Che cosa significa? Essenzialmente che l’euro vale troppo rispetto a quello che dovrebbe essere il suo valore reale. Ovvero, in estrema sintesi, che le nostre esportazioni hanno un costo eccessivo. Tradotto: siamo scarsamente competitivi. Interpellato da Bloomberg, Ulrich Leuchtmann, analista del settore valutario presso Commerzbank, non sembra avere dubbi: “L’euro non è sostenibile a questi livelli nel medio e lungo termine” ed Eurolandia, dal canto suo, avrebbe bisogno di una moneta unica “più simile a ciò che era stata la lira prima del 1999 piuttosto che al marco tedesco”.

Nel settembre del 1992, ricorda Bloomberg, l’Italia svalutò la lira del 7%. Quattro anni dopo la valuta italiana aveva perso oltre il 20% del suo valore rispetto al marco. La strategia è piuttosto semplice: una moneta più debole, per lo meno entro certi limiti, riduce il peso del debito sui mercati internazionali (sempre che il debito sia espresso in quella stessa valuta, motivo per il quale è possibile svalutare l’euro ma non è possibile reintrodurre lire, dracme o pesetas senza produrre default e inflazione a doppia cifra) e favorisce le esportazioni. Banalmente, se per acquistare un prodotto da 100 euro servissero da domani non più 129 dollari (l’attuale tasso di cambio 1,29 a 1) ma 121 (il tasso “storico” che è mediamente più basso), lo stesso prodotto da 100 euro realizzato in Italia, Spagna o Germania diventerebbe più conveniente sul mercato estero favorendo così il flusso commerciale delle merci in uscita dall’Europa.

 L’esempio è volutamente semplicistico. Ma il principio che lo regge è alla base delle bilance commerciali nazionali e degli equilibri del mercato internazionale. La teoria ci dice che in un contesto di crisi, l’aumento della sfiducia produce svalutazione e la svalutazione (quando non è eccessiva come nel caso delle bancarotte da iperinflazione) produce un vantaggio competitivo e commerciale che alimenta la crescita conducendo l’area in questione fuori dal tunnel recessivo.

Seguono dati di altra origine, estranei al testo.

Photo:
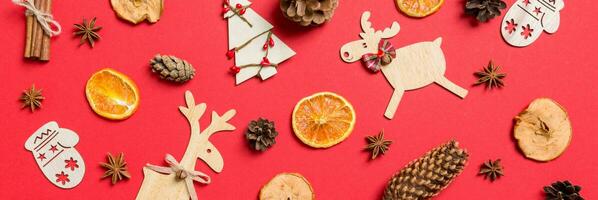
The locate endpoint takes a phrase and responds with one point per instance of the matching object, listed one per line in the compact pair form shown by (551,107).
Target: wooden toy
(176,180)
(406,68)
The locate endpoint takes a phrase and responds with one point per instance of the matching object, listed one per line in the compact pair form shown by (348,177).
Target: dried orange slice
(419,8)
(287,186)
(112,94)
(323,119)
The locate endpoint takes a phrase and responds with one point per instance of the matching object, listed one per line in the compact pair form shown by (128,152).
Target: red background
(560,66)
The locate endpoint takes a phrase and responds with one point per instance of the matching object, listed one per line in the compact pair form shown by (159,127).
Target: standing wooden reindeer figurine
(176,181)
(407,68)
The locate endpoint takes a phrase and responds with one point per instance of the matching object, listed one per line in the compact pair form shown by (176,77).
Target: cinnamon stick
(39,32)
(45,52)
(29,36)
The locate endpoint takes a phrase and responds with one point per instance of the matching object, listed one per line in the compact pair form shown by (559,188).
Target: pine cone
(261,134)
(428,175)
(484,10)
(308,12)
(562,191)
(172,68)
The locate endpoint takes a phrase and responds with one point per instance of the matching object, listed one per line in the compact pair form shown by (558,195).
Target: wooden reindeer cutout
(176,181)
(407,68)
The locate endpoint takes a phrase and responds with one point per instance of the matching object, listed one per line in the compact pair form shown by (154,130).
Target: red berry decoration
(270,42)
(265,62)
(380,53)
(230,53)
(235,69)
(225,9)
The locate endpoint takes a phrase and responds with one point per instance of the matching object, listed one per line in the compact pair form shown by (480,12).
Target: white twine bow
(181,173)
(44,19)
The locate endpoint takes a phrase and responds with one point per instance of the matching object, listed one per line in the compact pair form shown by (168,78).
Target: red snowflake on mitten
(71,164)
(511,26)
(62,178)
(527,31)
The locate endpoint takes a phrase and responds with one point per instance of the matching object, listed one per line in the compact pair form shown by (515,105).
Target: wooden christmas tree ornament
(257,51)
(176,181)
(527,19)
(407,68)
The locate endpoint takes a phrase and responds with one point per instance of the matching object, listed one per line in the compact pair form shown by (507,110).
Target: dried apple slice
(287,186)
(136,11)
(543,130)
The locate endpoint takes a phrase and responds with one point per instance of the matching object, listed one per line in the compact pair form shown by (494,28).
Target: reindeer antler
(366,25)
(389,32)
(220,123)
(192,112)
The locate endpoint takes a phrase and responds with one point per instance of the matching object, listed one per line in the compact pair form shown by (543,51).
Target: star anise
(32,98)
(377,144)
(116,167)
(490,76)
(492,169)
(88,31)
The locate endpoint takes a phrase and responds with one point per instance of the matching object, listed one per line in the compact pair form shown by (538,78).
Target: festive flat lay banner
(554,74)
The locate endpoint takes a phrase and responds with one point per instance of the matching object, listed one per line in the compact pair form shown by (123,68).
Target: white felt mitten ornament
(527,19)
(53,149)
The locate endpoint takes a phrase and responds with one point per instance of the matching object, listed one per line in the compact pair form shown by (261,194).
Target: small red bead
(230,53)
(271,42)
(235,69)
(380,53)
(265,62)
(225,9)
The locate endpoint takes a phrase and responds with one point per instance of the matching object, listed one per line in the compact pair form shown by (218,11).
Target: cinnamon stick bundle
(37,43)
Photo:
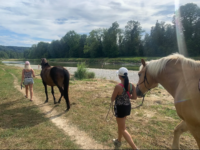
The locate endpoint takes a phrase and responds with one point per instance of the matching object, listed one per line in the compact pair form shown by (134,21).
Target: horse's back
(46,77)
(59,74)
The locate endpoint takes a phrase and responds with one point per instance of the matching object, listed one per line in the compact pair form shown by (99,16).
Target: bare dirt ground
(81,138)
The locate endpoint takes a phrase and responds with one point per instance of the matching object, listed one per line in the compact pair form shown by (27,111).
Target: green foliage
(114,42)
(91,75)
(82,72)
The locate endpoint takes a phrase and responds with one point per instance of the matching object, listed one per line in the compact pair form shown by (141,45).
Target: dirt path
(81,138)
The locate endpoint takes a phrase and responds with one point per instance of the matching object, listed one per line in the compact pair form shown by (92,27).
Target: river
(106,71)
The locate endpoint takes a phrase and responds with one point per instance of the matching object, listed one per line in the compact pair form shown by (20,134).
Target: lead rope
(111,105)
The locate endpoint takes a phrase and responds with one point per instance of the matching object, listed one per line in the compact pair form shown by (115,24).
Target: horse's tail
(66,87)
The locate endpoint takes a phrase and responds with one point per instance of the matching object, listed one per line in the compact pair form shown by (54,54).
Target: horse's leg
(61,92)
(52,91)
(45,86)
(66,88)
(182,127)
(195,131)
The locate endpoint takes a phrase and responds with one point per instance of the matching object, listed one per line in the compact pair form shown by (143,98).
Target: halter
(145,79)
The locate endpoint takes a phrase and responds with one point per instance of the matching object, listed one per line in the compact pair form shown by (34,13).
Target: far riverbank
(109,74)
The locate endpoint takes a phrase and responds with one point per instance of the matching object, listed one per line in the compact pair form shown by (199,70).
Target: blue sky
(27,22)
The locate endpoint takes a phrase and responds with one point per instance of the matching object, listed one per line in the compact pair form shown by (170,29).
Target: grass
(22,125)
(151,126)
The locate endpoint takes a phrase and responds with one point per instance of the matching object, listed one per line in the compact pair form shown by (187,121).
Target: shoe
(116,143)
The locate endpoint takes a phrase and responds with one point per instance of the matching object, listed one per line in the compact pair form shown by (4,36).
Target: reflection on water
(129,66)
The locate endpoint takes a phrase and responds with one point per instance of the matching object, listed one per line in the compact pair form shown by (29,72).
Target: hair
(126,81)
(27,66)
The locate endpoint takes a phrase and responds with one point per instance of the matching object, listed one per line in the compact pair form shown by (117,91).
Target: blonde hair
(27,66)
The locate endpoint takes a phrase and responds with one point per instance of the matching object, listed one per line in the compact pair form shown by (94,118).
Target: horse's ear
(143,62)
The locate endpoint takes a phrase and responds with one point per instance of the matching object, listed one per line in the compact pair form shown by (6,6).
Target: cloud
(47,20)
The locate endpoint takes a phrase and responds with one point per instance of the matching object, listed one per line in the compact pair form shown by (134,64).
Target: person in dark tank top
(27,79)
(123,92)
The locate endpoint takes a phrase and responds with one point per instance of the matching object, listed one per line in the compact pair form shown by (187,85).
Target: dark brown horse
(55,76)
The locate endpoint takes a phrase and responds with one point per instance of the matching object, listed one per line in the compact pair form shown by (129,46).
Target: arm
(33,73)
(133,94)
(115,92)
(22,76)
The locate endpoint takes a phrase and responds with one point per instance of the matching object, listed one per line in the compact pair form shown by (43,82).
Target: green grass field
(23,125)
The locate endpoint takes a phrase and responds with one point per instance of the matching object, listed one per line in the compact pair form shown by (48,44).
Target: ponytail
(126,81)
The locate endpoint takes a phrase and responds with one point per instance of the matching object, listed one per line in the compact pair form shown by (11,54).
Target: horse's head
(146,81)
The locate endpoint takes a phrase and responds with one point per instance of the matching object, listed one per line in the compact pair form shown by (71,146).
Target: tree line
(114,42)
(12,51)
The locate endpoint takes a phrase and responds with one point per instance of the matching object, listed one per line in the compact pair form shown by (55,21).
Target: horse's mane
(156,66)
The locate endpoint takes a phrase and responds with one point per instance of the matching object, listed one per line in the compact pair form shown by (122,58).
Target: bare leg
(122,131)
(26,90)
(52,92)
(182,127)
(31,91)
(45,86)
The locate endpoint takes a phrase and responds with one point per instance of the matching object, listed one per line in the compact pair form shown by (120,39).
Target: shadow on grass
(19,116)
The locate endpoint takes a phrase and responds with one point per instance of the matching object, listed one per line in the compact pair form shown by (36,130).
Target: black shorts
(122,111)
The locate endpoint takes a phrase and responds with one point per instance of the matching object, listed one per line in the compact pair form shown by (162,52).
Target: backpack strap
(124,89)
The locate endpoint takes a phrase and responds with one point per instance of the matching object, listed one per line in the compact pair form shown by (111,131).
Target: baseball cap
(27,63)
(121,71)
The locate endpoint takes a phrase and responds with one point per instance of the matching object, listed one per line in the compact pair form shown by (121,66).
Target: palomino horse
(55,76)
(180,76)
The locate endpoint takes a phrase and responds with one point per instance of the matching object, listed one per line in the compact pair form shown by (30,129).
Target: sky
(27,22)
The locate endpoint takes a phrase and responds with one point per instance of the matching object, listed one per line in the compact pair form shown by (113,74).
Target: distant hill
(13,48)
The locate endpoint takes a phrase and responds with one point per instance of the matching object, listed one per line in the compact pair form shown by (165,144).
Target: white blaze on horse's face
(146,81)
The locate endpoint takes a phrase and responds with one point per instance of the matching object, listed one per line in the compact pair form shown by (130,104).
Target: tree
(132,38)
(71,40)
(93,45)
(187,20)
(110,38)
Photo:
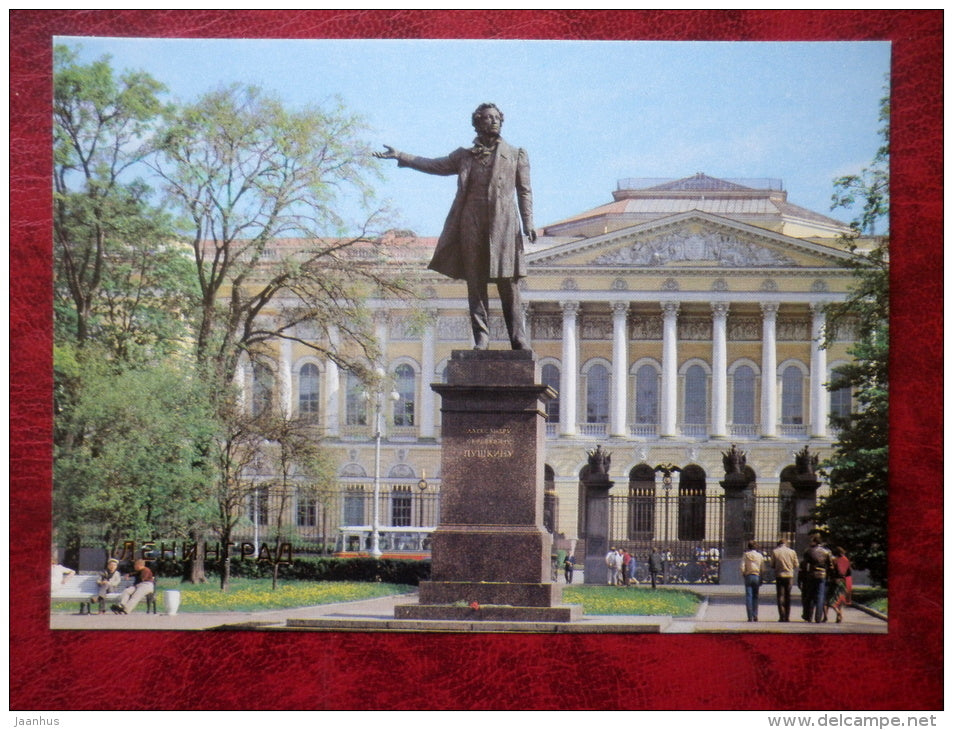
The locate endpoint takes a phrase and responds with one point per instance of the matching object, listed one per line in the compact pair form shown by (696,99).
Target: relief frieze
(706,248)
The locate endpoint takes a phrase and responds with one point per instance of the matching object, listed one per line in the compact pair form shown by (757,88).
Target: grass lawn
(251,594)
(614,601)
(875,598)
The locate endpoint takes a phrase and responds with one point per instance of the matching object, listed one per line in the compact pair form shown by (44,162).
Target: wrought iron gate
(688,529)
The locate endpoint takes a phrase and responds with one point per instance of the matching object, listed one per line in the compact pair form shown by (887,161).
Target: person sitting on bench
(143,586)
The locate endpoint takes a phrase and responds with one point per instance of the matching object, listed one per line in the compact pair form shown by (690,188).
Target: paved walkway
(722,611)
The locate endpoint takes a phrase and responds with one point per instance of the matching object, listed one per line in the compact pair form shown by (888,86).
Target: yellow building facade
(680,318)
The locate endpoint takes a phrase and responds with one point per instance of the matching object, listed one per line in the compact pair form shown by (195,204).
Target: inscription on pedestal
(491,546)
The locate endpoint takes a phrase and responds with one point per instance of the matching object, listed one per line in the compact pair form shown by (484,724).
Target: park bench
(82,587)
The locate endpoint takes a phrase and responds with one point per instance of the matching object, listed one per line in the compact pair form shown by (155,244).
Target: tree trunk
(197,566)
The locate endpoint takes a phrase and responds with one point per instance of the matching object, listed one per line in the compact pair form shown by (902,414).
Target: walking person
(752,563)
(837,585)
(816,564)
(569,564)
(784,561)
(656,565)
(614,563)
(626,567)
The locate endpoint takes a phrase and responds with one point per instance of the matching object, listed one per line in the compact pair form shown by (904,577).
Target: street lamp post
(422,486)
(378,428)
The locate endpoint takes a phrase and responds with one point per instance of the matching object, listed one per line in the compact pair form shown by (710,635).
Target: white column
(769,370)
(241,381)
(719,369)
(620,368)
(332,389)
(820,398)
(284,378)
(569,375)
(427,366)
(669,369)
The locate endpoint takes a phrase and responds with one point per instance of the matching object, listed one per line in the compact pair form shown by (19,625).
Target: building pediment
(694,240)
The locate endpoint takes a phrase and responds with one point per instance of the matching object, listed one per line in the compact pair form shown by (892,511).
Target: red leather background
(902,670)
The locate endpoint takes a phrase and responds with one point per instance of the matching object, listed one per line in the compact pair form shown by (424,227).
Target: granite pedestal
(491,552)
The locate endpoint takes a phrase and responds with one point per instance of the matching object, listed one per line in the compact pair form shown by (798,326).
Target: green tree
(119,277)
(300,467)
(131,469)
(855,512)
(257,188)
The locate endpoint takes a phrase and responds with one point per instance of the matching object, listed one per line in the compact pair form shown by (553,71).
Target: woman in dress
(837,591)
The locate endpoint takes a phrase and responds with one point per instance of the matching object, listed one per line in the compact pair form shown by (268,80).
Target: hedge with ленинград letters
(369,570)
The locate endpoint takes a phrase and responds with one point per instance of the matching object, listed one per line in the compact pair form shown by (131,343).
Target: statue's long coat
(511,202)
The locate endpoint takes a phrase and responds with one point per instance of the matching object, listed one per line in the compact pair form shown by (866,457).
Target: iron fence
(688,529)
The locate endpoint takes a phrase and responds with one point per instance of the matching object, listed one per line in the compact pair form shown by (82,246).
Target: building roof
(760,202)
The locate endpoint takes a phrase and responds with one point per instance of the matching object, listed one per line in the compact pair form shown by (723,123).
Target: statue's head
(487,118)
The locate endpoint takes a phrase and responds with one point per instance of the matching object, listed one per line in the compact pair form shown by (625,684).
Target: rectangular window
(307,512)
(258,507)
(400,506)
(354,508)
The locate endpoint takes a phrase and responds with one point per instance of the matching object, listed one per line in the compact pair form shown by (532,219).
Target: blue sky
(588,113)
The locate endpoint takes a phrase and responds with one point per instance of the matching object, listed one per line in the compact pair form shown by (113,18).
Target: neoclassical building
(680,318)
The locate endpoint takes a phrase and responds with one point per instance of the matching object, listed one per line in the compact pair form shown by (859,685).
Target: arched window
(405,383)
(792,395)
(550,376)
(743,407)
(550,500)
(258,506)
(841,400)
(263,382)
(306,509)
(355,404)
(696,396)
(401,504)
(354,500)
(308,392)
(597,394)
(646,395)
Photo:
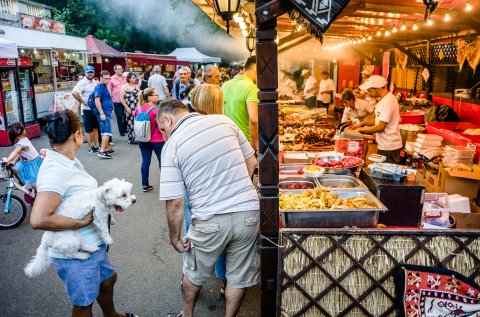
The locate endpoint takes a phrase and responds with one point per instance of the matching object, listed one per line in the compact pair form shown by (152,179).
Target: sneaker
(104,155)
(147,188)
(93,150)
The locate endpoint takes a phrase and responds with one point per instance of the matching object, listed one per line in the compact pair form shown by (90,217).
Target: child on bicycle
(24,152)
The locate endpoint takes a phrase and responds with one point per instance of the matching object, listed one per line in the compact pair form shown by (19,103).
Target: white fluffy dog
(114,194)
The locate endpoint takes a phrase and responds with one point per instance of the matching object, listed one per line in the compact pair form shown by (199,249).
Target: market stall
(102,56)
(323,268)
(56,58)
(17,102)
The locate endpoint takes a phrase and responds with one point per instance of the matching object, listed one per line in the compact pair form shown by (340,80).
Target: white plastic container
(436,210)
(459,203)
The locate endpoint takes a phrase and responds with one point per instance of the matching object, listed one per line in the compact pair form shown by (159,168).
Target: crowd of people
(204,135)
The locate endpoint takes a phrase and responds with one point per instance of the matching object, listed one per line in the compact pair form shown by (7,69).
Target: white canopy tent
(8,49)
(192,55)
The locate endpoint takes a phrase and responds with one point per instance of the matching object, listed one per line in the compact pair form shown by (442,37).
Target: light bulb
(468,6)
(447,17)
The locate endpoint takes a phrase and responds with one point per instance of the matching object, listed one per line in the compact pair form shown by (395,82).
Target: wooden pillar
(267,81)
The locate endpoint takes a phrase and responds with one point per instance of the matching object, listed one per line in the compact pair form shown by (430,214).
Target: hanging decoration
(473,54)
(431,6)
(441,54)
(316,16)
(461,53)
(401,59)
(425,74)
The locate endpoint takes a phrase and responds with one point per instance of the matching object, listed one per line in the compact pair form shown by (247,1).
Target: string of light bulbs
(394,29)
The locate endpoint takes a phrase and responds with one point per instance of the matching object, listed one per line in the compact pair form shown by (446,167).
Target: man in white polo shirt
(209,157)
(310,88)
(387,119)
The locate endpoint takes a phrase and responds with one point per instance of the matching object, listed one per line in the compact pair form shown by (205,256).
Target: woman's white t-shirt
(67,177)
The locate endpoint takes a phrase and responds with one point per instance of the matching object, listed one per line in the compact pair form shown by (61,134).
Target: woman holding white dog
(85,280)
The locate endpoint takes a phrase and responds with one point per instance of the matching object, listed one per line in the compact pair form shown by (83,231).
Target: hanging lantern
(226,9)
(251,42)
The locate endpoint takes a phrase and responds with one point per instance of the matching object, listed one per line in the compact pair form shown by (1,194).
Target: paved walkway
(148,267)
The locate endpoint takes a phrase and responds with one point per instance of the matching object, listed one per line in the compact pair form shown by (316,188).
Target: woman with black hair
(62,175)
(129,96)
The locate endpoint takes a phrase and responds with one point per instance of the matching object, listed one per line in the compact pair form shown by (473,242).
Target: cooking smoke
(177,21)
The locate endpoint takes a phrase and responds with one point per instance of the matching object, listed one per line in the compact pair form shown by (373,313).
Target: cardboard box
(431,182)
(459,182)
(468,220)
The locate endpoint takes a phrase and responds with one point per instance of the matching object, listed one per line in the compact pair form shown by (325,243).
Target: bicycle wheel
(18,212)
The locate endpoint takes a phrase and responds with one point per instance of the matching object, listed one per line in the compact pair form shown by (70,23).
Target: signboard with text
(22,61)
(41,24)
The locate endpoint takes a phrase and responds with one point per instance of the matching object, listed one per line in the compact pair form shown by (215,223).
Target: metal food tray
(338,180)
(335,218)
(289,170)
(298,179)
(341,171)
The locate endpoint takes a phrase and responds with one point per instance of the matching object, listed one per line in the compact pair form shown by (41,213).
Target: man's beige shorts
(236,234)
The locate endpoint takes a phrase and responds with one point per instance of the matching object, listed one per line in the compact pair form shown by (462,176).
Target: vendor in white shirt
(325,90)
(387,119)
(356,110)
(310,88)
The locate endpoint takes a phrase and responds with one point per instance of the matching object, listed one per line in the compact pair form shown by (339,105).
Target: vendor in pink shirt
(115,86)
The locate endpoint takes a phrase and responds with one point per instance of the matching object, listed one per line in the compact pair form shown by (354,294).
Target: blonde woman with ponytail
(148,103)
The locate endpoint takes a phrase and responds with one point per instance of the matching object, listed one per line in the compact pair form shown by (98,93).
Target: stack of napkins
(428,145)
(458,154)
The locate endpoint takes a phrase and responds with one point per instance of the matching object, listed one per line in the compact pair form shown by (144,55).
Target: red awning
(96,46)
(154,59)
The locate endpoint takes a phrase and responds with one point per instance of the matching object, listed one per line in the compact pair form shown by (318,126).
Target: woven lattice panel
(420,52)
(443,54)
(352,274)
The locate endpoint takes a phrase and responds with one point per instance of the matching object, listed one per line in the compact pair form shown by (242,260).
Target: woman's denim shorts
(82,278)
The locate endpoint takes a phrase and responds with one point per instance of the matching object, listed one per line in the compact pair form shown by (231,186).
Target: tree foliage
(84,17)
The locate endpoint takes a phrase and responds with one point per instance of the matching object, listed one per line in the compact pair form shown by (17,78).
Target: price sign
(471,146)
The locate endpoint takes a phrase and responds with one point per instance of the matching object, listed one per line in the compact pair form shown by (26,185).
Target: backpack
(177,87)
(142,127)
(91,103)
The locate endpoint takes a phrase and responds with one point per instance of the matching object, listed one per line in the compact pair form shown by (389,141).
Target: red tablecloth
(452,132)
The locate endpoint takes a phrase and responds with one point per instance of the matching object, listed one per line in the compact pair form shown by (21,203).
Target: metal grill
(344,272)
(443,54)
(420,52)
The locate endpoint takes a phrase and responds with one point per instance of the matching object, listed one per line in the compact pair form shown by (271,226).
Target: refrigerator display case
(17,97)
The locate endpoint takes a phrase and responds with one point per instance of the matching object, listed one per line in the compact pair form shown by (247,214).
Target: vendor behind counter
(385,125)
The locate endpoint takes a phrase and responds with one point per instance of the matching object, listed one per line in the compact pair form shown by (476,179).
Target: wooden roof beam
(350,9)
(409,54)
(302,40)
(291,37)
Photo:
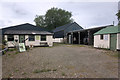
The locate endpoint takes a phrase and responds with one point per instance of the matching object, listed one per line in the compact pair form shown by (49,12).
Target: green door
(113,41)
(21,38)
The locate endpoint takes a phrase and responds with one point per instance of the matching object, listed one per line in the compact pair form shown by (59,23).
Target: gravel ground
(64,61)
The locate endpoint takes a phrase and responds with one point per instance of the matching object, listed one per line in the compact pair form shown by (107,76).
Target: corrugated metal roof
(26,32)
(109,30)
(65,26)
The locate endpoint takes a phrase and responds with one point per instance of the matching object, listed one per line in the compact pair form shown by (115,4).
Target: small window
(105,37)
(31,38)
(101,36)
(10,37)
(43,37)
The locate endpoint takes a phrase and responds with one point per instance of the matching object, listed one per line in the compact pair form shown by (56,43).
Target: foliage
(53,18)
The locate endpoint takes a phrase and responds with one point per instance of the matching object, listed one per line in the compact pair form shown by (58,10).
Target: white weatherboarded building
(28,34)
(108,38)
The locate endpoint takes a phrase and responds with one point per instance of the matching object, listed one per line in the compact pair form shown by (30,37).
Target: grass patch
(63,74)
(58,44)
(16,52)
(24,73)
(11,49)
(16,70)
(44,70)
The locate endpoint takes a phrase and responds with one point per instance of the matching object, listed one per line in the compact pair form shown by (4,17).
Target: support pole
(72,38)
(78,37)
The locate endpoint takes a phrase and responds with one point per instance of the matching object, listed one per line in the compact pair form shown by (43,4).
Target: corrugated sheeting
(109,30)
(66,26)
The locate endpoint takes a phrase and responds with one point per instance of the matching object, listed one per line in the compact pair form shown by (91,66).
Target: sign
(22,47)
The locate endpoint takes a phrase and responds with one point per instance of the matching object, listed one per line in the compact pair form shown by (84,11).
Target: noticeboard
(22,47)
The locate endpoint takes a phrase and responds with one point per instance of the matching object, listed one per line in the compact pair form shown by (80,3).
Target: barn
(60,32)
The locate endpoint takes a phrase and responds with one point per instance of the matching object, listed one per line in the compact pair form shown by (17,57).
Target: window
(101,36)
(31,38)
(43,37)
(105,37)
(10,37)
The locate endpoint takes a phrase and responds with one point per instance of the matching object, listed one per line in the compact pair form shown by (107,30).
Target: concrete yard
(61,61)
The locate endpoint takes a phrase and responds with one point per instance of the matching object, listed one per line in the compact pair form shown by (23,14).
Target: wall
(58,40)
(118,41)
(49,40)
(98,43)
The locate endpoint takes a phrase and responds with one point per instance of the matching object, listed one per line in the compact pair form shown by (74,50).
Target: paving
(64,61)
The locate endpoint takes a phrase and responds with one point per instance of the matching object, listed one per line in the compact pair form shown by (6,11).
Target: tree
(39,20)
(53,18)
(118,15)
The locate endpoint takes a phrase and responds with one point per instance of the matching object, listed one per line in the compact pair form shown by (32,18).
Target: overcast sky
(86,14)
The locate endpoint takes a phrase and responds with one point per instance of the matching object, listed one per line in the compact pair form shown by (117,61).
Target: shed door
(21,39)
(113,41)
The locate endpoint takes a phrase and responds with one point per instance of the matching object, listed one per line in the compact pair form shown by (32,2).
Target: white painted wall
(98,43)
(58,40)
(118,41)
(49,40)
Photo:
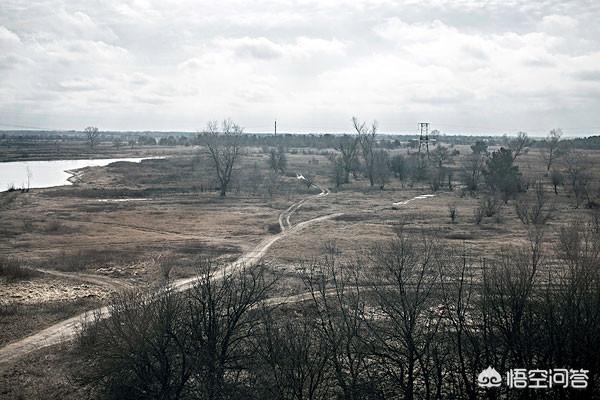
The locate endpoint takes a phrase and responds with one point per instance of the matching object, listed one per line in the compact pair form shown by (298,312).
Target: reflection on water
(41,174)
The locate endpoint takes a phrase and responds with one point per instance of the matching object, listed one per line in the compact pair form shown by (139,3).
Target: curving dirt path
(67,329)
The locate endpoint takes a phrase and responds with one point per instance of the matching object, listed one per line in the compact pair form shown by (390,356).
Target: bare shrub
(534,211)
(452,212)
(12,269)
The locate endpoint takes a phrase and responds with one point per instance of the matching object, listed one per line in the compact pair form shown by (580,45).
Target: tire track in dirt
(67,329)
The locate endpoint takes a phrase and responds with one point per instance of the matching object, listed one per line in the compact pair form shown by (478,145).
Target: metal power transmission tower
(424,136)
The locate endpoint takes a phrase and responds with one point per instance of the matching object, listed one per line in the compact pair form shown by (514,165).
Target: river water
(42,174)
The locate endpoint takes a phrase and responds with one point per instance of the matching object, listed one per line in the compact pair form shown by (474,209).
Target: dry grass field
(138,225)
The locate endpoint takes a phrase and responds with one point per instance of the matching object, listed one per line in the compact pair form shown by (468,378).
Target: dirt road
(67,329)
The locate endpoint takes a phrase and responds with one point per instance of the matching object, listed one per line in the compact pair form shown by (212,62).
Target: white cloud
(311,64)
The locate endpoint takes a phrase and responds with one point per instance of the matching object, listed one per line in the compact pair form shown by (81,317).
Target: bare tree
(278,160)
(519,144)
(551,150)
(348,148)
(294,358)
(341,323)
(578,176)
(535,211)
(222,319)
(405,294)
(367,144)
(381,168)
(557,179)
(224,149)
(92,135)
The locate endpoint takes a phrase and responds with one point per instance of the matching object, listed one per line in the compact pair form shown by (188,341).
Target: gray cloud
(310,64)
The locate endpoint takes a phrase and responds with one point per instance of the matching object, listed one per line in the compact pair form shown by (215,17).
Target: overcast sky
(466,66)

Sfortunatamente, in Europa sta accadendo l’esatto contrario.

Dallo scorso 26 luglio, giorno della celebre rassicurazione di Mario Draghi ai mercati (“La Bce farà tutto quanto è necessario per preservare l’euro e, credetemi, sarà abbastanza”) l’euro ha guadagnato il 4,2% sul dollaro. Da allora, il numero uno Bce ha ridato il via libera all’acquisto dei titoli di Stato da parte dell’istituto centrale senza fare venir meno, tuttavia, il sacro principio della sterilizzazione della liquidità che consente di mantenere costante la quantità di moneta circolante. Ovvero di ridurre al minimo l’inflazione (che aumenta all’aumentare della massa monetaria in circolazione). L’obiettivo primario, come è noto, è stato raggiunto. La temuta tempesta di agosto non è mai arrivata, gli spread sono calati e con essi si è alleggerito il peso dei deficit nazionali in rapporto al Pil. Ma ciò che ha guadagnato in termini di stabilità l’Europa sembra averlo già scontato sul fronte della competitività. Con il rischio di far passare in secondo piano l’allarme debito di fronte a un’emergenza sempre più pressante: quella della recessione.